Escalator Cheering Section
I woke up at 4 a.m. The sky was still a sweeping shadow outside; and the streets of Yau Ma Tei still slumbered. The only hint of something amiss was the scant attire of the dozen or so passengers waiting on the MTR platform at 4:30.
By the time one started for the perilous crossing between the red and blue trains at Admiralty station, however, it became obvious that a special treat lay in store for whoever dared to journey east on the island line; at the very least, one could guarantee an excruciating ride in a train cabin as packed as cattle car, nary an inch of space to spare inside.
I arrived at Tin Hau station with 20 minutes to spare before the starting gun would, at last, commence a 10km journey that, in my life, has been four years in the making. Disregarding traffic for the sake of shaving a few seconds off my commute, I dashed over to the main library where the CityU delegation would muster; and after laying down my bag, my colleagues and I hastily being shepherded together for a team photo, we all ran as one to the starting line.
The starting line was far away. I didn't anticipate the almost one kilometer span separating the finish line from the start; neither did I consider the crowds, which, so close to the starting line, had congealed into one immovable, impenetrable force of nature. Around 300 meters from the line, I gave up my futile attempts to wade through the rock. In carving my way through the multitude, and in allowing precious seconds to tick away even before my journey could begin, I could only be patient; and of course, thankful for an opportunity to be a part of this athletic spectacular.
More than two minutes later, I finally crossed the starting line. The race was on! For the next four kilometers, not only would I wend my way through the throng, but I would also power over the granite undulations of the Island Easter Corridor, the lights of which, operating like small stars on this intergalactic highway, lit up my path in pale hues of orange.
I was happy to be running. Indeed, so great was my joy that I let loose a torrent of praise and worship to God, for providing me with two fresh legs on which to run, and a city, gathered together in communion, for which I could pray and give abundant thanks. I'm grateful.
My pace picked up at the 4km turnaround point; and my steps really thundered by the weary herd at around the 7km mark, when, at last, I could spot kilometer posts with regularity. The pack had thinned considerably; it was not a fortuitous time to have feet of stone, but to be fleet of foot; and to watch the crowds trudge along on the other side of the barrier while I whisked myself away, in my mind towards the finish line.
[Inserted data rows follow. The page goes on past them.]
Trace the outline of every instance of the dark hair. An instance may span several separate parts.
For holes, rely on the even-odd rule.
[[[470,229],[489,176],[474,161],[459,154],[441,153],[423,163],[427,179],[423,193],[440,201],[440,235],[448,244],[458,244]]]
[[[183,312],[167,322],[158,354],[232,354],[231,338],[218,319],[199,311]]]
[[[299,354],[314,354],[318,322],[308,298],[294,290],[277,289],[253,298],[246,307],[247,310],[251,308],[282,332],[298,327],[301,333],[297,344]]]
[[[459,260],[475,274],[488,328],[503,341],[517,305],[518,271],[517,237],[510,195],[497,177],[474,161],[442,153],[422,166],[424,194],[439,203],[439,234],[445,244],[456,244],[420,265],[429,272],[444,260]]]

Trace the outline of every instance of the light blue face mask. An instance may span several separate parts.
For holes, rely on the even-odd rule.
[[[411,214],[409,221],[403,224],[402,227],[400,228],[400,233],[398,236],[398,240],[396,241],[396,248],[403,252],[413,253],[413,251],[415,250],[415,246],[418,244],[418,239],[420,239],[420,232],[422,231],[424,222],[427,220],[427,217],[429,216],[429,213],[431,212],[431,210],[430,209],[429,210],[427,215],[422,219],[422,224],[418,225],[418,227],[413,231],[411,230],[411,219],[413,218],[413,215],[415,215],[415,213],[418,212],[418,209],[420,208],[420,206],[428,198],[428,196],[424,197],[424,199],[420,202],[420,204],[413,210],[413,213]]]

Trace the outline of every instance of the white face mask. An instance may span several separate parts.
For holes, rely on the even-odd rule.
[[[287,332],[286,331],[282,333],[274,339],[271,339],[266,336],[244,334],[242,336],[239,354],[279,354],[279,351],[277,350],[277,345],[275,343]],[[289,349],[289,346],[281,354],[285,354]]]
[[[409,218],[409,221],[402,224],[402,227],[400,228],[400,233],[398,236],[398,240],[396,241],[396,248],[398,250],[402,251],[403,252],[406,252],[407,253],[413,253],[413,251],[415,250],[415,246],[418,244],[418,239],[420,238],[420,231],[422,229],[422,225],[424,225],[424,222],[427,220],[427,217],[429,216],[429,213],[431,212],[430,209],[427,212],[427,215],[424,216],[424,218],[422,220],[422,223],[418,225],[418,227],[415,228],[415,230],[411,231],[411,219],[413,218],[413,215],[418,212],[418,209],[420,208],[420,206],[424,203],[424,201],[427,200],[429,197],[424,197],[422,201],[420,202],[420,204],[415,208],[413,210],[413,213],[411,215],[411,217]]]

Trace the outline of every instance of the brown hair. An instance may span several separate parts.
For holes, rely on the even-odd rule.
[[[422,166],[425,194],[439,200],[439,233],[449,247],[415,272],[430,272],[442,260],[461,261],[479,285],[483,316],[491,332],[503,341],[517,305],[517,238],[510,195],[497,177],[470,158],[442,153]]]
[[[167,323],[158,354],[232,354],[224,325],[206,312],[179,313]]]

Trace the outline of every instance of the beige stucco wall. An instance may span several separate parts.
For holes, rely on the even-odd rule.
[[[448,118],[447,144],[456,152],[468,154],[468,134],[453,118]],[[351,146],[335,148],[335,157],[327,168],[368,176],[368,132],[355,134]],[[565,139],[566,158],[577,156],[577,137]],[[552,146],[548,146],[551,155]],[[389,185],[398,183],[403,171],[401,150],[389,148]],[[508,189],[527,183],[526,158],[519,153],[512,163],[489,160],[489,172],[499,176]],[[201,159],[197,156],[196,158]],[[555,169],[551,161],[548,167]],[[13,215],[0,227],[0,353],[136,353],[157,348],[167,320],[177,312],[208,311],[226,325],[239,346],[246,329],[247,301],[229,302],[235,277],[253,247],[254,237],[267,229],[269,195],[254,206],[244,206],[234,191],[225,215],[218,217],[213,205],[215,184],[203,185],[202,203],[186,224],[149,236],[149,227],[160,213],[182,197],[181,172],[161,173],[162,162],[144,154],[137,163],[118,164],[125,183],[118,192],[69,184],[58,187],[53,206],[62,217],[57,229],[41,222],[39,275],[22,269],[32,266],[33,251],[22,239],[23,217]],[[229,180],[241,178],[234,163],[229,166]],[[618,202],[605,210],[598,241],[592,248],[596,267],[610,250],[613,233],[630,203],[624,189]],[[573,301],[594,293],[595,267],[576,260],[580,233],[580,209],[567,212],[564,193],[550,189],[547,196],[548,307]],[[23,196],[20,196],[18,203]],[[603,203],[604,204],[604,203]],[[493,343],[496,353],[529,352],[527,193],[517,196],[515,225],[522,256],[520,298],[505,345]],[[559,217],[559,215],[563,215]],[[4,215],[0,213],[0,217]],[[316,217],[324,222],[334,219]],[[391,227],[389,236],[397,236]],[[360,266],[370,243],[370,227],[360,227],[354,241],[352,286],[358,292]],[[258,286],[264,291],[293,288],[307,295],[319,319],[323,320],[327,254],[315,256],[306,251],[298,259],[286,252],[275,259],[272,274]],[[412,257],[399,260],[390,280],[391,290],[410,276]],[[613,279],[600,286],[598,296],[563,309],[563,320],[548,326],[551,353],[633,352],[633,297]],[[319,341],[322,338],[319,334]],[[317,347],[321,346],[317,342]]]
The Clif shot that I took fifteen minutes before the race began to kick in, I believe, and, refreshed by the water I had been drinking at the station - in my experience, it pays to slow down enough to drink two full cups at each station - and renewed by prayer, I was in excellent condition.
As I ascended the final acclivity which turns runners sharply from the harbor before plummeting them, as though on a roller coaster track, down alongside Victoria Park, I put what I had left in my legs onto the stones below; everything had to go. 400 meters from the finish, the fans shouting and cheering from the sidelines, I shifted into my highest gear and motored by several competitors; but, as always, there was one who tried to get away, obviously spooked by my lusty pursuit. He ran hard, and I ran with him. Soon enough, in our last gasp duel, we had caught up with another runner. We were on the runway, the homestretch, 150 meters from a well-deserved rest, and my nemesis, whose long legs no doubt proved the difference, proceeded to leave us in his wake; that just left me and him. The other guy screamed and charged headlong towards the end. Despite my entreaties, my body had had enough and wouldn't cooperate: I finished a second behind him.
My official time was a shade under 41:00; and my chip time will most likely dip below 38:45. The result is surprising because it was faster than I had anticipated. Maybe, if I had known how prodigious my vigor would be, even so early in the morning, I would have woken up earlier to eek out a more advantageous spot at the start of the race so as not to expend so much energy over several kilometers to weave around thousands of other runners; thus, more slivers of seconds could have been mine to dispose of; and that shall definitely be a consideration for next year. For now, I'm happy to have finished the race, to have run well, and to be full of joy in doing so!